This is one of the best recipes for roast that I’ve ever made. The original recipe was a little simpler and didn’t include red wine. This could be considered comfort food, but it’s definitely elegant enough to serve for special dinners. It’s fantastic with mashed horseradish potatoes, or parsnip puree and a salad made of bitter greens.
4 lb. chuck arm roast
flour, salt and pepper for dredging
3 Tablespoons real butter
2 Tablespoons extra virgin olive oil
10 cloves garlic, peeled and halved
1 sweet onion, thinly sliced
8-16 oz. baby bella mushrooms, washed and quartered
1 and 1/2 cups STRONG coffee
1 cup dry red wine
salt and pepper to taste
Blot fresh or thawed roast with paper towels. Dredge in a mixture of flour salt and pepper. Place butter and oil in a skillet over medium-high heat. When the butter and oil are hot, but not smoking, place the roast in the skillet. Brown on each side for 3 minutes per side. Place in a roasting pan that has been lined with aluminum foil, with excess foil hanging over the sides of pan for wrapping the roast. With a small, sharp knife make 20 little slits in the top of the roast, as evenly spaced as possible. Place a half garlic clove in each of the slits. Brown the mushrooms and onion in the pan with the butter, oil and beef drippings. Cook until mushrooms have reabsorbed their juice and onions are slightly browned and transparent. Pour the coffee and wine over the roast, followed by the onion and mushroom mixture. Salt and pepper well. Add a bit of onion powder and nutmeg along with the salt and pepper (approximately 1/4 teaspoon each.) Wrap roast, cover with roasting pan lid and cook at 350 for 2-3 hours or until a meat thermometer reads 160 when inserted in center of roast.
When roast is done you can either leave the pan drippings thin and make hot roast beef sandwiches, using the juices as “Au Jus,” or you could thicken the juices with a roux over medium heat, using a whisk to keep the gravy from clumping. The thicker gravy is a good accompaniment to mashed potatoes or other root vegetables.

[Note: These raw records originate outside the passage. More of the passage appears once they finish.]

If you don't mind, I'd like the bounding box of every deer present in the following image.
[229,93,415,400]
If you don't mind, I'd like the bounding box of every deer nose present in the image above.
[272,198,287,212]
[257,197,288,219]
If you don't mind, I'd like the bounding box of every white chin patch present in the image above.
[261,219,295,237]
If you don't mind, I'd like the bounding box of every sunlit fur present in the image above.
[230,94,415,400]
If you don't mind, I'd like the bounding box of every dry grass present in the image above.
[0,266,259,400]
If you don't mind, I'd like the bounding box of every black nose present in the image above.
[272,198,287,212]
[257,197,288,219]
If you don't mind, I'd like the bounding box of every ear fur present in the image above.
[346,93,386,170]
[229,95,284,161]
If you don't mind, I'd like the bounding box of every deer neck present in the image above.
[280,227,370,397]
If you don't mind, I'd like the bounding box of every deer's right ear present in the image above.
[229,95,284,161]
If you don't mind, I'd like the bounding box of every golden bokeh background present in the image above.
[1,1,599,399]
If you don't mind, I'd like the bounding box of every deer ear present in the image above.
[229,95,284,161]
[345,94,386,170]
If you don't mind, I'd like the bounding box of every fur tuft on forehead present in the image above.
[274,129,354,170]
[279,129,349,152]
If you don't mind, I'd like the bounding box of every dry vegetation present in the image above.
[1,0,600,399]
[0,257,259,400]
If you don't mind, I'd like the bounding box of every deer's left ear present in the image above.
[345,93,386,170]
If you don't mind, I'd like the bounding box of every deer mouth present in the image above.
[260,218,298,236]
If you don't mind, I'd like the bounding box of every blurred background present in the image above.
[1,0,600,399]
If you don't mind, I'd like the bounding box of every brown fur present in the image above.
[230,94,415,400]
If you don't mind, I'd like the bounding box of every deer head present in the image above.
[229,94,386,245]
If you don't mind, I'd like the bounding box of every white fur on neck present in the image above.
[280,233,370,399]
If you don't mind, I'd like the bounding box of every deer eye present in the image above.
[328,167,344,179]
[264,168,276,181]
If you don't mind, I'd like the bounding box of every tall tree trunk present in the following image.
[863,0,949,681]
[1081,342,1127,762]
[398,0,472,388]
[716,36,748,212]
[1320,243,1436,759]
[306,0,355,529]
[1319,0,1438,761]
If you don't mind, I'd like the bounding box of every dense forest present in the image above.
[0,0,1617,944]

~ Easy Crock Pot Coffee Roast ~
4 lb. beef chuck arm roast
1/2 teaspoon seasoned salt
1/2 teaspoon freshly ground black pepper
1 teaspoon onion powder
a head of garlic, separated, cloves peeled
1 and 1/2 cups hot, strong, brewed coffee
1/2 cup beef broth or stock, room temperature or cold
2 Tablespoons cornstrch
Place roast in slow cooker. Using a sharp knife, make deep slits all over roast and put a peeled garlic clove in each. Sprinkle seasoned salt, pepper, and onion powder on roast. Pour coffee over top. Cover and cook on LOW for 6 to 8 hours, or until falling apart and tender. Remove roast from slow cooker when it’s done and cover it to keep it warm and moist. Turn slow cooker to HIGH. Combine broth and cornstarch using a wire whisk. Whisk starch mixture into the drippings in the Crock Pot. Mix well. Cover and allow mixture to simmer and thicken, whisking occasionally, approximately 10 to 15 minutes. (This step can also be done in a large saucepan on top of the stove if you’re in a hurry.) Spoon coffee gravy over roast. Serve with mashed potatoes!